13. The chip package structure as claimed in claim 10, wherein the second metal stiffener structure comprises:

a lower portion attached to the package substrate; and

an upper portion attached to an upper surface of the lower portion,

wherein the lower portion and the upper portion comprise different metal materials.

14. The chip package structure as claimed in claim 10, wherein the first metal stiffener structure comprises:

a spacer wall portion over the package substrate and surrounding the semiconductor die; and

a lid cap portion connected to an upper surface of the spacer wall portion,

wherein the lid cap portion comprises copper and the spacer wall portion comprises a different material than copper.

15. The chip package structure as claimed in claim 14, wherein the spacer wall portion is welded to the spacer wall portion.
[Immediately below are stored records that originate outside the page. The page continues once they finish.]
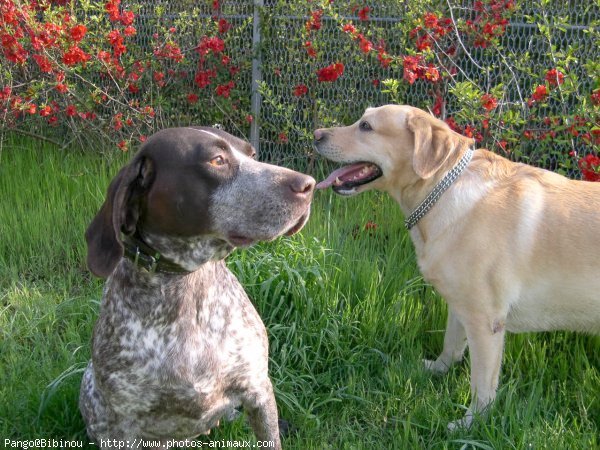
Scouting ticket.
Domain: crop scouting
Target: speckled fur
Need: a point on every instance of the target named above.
(174, 353)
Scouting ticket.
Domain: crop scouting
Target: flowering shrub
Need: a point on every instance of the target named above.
(84, 69)
(89, 70)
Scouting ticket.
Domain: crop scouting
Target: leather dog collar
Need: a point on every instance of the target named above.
(438, 190)
(144, 256)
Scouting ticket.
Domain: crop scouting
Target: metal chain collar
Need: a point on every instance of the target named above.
(438, 190)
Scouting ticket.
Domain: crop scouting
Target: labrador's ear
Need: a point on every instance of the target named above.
(434, 142)
(119, 213)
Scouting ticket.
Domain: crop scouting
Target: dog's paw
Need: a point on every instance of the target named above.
(436, 366)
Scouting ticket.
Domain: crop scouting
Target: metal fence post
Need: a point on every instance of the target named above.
(256, 77)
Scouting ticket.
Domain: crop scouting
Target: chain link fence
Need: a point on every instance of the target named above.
(276, 52)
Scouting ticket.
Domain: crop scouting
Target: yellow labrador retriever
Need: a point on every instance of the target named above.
(509, 246)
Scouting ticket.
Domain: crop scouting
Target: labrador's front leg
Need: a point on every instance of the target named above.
(486, 345)
(455, 343)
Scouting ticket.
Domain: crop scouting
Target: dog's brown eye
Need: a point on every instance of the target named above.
(217, 161)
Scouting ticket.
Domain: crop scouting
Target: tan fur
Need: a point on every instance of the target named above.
(509, 246)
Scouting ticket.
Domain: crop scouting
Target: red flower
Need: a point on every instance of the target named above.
(363, 14)
(224, 26)
(204, 77)
(430, 20)
(127, 17)
(74, 56)
(488, 102)
(116, 41)
(555, 77)
(224, 90)
(349, 28)
(44, 63)
(192, 98)
(590, 167)
(595, 97)
(365, 45)
(45, 111)
(129, 31)
(71, 111)
(78, 32)
(539, 95)
(331, 72)
(300, 90)
(432, 74)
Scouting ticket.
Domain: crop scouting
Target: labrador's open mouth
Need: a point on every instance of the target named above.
(345, 180)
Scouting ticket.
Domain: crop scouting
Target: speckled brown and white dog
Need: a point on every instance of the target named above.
(178, 344)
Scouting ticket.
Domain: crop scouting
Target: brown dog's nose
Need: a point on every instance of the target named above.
(302, 184)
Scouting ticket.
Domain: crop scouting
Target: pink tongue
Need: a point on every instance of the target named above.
(339, 173)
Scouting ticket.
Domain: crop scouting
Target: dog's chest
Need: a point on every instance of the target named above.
(185, 356)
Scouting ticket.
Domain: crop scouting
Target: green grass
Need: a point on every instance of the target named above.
(348, 315)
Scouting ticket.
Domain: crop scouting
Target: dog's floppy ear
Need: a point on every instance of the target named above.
(433, 144)
(119, 213)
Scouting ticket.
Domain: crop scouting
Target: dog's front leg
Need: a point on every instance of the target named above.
(262, 414)
(455, 343)
(485, 337)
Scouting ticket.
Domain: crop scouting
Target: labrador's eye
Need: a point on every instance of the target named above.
(365, 126)
(217, 161)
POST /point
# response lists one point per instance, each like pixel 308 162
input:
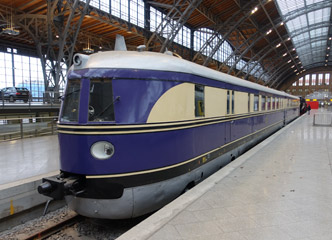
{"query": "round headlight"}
pixel 102 150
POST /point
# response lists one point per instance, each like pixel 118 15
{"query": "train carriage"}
pixel 137 129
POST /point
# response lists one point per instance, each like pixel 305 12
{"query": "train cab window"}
pixel 101 102
pixel 228 102
pixel 199 101
pixel 263 102
pixel 256 103
pixel 268 103
pixel 71 101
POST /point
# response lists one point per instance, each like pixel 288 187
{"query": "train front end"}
pixel 105 147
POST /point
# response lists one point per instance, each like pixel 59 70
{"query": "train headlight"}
pixel 102 150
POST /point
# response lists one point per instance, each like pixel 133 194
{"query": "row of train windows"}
pixel 266 102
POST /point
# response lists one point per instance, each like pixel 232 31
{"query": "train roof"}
pixel 164 62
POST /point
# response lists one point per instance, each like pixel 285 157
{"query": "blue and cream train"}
pixel 136 129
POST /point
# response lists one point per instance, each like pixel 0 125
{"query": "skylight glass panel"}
pixel 300 38
pixel 287 6
pixel 309 31
pixel 309 2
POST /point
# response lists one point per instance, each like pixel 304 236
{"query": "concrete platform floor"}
pixel 26 158
pixel 279 190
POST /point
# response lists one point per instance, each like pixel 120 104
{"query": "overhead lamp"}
pixel 254 10
pixel 11 31
pixel 88 49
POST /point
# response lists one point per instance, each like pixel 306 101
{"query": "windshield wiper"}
pixel 107 107
pixel 70 93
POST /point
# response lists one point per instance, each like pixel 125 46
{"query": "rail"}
pixel 27 127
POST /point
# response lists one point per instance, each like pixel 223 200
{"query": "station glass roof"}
pixel 308 23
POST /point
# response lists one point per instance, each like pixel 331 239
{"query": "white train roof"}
pixel 163 62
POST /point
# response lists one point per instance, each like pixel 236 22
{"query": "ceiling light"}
pixel 88 49
pixel 254 10
pixel 11 31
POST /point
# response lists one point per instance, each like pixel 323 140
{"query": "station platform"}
pixel 279 190
pixel 25 158
pixel 23 163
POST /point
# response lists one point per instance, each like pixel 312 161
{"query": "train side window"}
pixel 199 101
pixel 256 103
pixel 233 104
pixel 263 102
pixel 228 102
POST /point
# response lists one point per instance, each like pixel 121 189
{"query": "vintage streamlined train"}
pixel 136 129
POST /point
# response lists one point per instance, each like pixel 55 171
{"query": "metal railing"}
pixel 27 127
pixel 323 119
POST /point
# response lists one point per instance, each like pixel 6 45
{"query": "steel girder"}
pixel 169 27
pixel 261 35
pixel 315 26
pixel 62 35
pixel 54 36
pixel 218 30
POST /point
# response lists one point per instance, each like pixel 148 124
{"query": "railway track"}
pixel 66 224
pixel 51 228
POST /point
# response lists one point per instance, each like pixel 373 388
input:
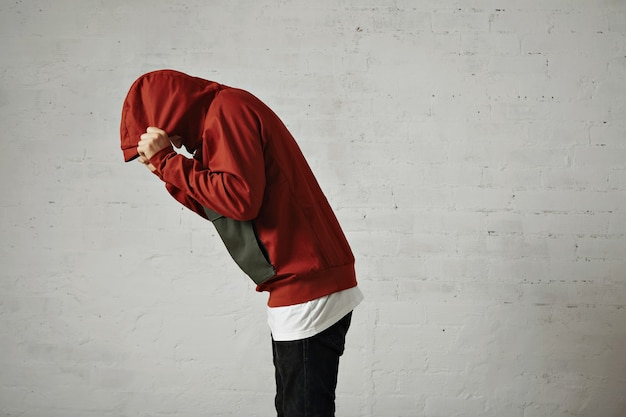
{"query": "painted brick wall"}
pixel 474 151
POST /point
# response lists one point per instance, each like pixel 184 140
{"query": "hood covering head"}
pixel 168 100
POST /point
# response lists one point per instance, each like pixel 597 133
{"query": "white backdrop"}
pixel 473 150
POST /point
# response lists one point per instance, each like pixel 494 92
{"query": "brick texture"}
pixel 474 151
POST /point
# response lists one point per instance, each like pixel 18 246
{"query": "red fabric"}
pixel 247 166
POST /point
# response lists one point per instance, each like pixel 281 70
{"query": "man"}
pixel 250 179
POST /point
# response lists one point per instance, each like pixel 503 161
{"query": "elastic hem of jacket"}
pixel 298 289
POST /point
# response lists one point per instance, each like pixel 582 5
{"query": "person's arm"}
pixel 230 179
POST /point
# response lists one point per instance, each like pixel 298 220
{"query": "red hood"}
pixel 169 100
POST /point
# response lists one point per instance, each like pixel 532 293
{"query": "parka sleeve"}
pixel 229 178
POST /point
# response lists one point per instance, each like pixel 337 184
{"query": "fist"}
pixel 152 141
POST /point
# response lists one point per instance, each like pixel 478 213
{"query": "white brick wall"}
pixel 474 150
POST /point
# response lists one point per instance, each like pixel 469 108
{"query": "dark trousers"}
pixel 306 372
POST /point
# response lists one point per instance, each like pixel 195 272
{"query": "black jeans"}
pixel 306 372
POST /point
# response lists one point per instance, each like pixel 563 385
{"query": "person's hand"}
pixel 143 160
pixel 151 142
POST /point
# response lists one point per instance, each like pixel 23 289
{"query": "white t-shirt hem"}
pixel 305 320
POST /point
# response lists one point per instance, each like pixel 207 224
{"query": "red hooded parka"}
pixel 249 177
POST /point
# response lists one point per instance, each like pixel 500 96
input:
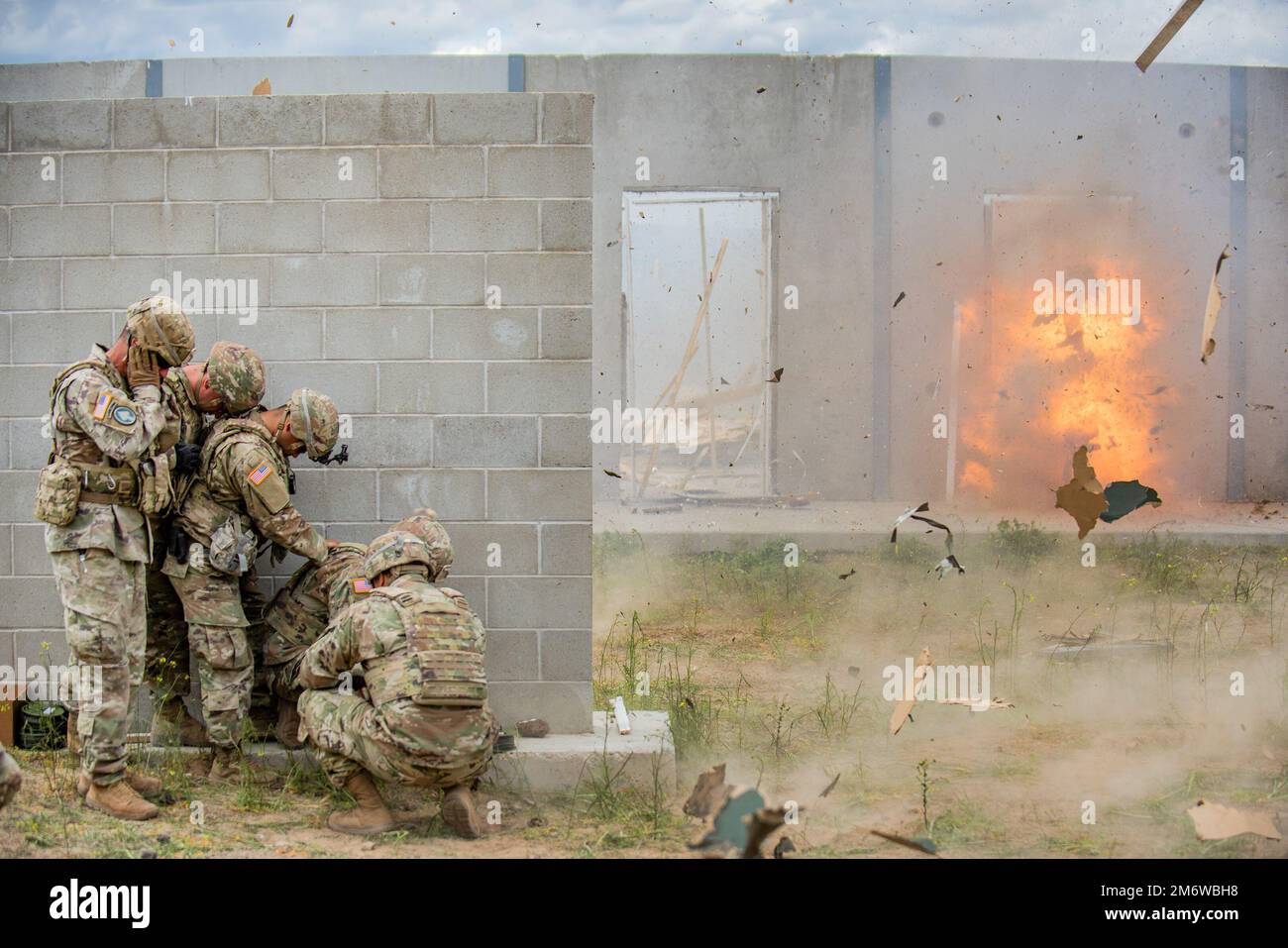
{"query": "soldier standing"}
pixel 243 496
pixel 231 381
pixel 106 473
pixel 426 720
pixel 297 616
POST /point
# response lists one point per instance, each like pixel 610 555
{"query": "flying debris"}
pixel 905 515
pixel 1125 496
pixel 1083 498
pixel 1214 307
pixel 1218 822
pixel 918 843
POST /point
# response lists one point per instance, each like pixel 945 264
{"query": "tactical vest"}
pixel 206 507
pixel 299 612
pixel 101 481
pixel 441 664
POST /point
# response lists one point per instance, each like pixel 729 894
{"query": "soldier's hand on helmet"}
pixel 142 368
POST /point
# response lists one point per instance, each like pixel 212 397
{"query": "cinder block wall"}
pixel 441 296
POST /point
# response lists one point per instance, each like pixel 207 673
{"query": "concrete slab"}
pixel 555 764
pixel 855 524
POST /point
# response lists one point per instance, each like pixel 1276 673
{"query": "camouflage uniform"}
pixel 243 496
pixel 299 613
pixel 237 375
pixel 99 559
pixel 426 721
pixel 11 777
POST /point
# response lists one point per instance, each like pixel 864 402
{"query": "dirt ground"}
pixel 778 672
16. A chip package structure, comprising:

a plurality of semiconductor dies formed over a package substrate;

an interconnect structure bonded and electrically connected between the plurality of semiconductor dies and the package substrate;

a first metal stiffener structure formed over the package substrate and covering the plurality of semiconductor dies, wherein the first metal stiffener structure comprises:

a spacer wall portion over the package substrate and surrounding the plurality of semiconductor dies; and

a lid cap portion connected to the spacer wall portion; and

a second metal stiffener structure formed over the package substrate, surrounding the plurality of semiconductor dies, and surrounded by the spacer wall portion, wherein the second metal stiffener structure comprises:

a lower portion attached to the package substrate; and

an upper portion attached to an upper surface of the lower portion,

wherein a coefficient of thermal expansion (CTE) of each, the lower portion and the upper portion, is lower than a CTE of the lid cap portion.

17. The chip package structure as claimed in claim 16, wherein at least two of the plurality of semiconductor dies are homogeneous semiconductor dies.

18. The chip package structure as claimed in claim 16, wherein at least two of the plurality of semiconductor dies are heterogeneous semiconductor dies.

19. The chip package structure as claimed in claim 16, wherein the lid cap portion of the first metal stiffener structure has a thermal conductivity that is higher than a thermal conductivity of the spacer wall portion of the first metal stiffener structure and thermal conductivities of the lower and upper portions of the second metal stiffener structure.

20. The chip package structure as claimed in claim 16, wherein the CTE of the lid cap portion is higher than a CTE of the spacer wall portion.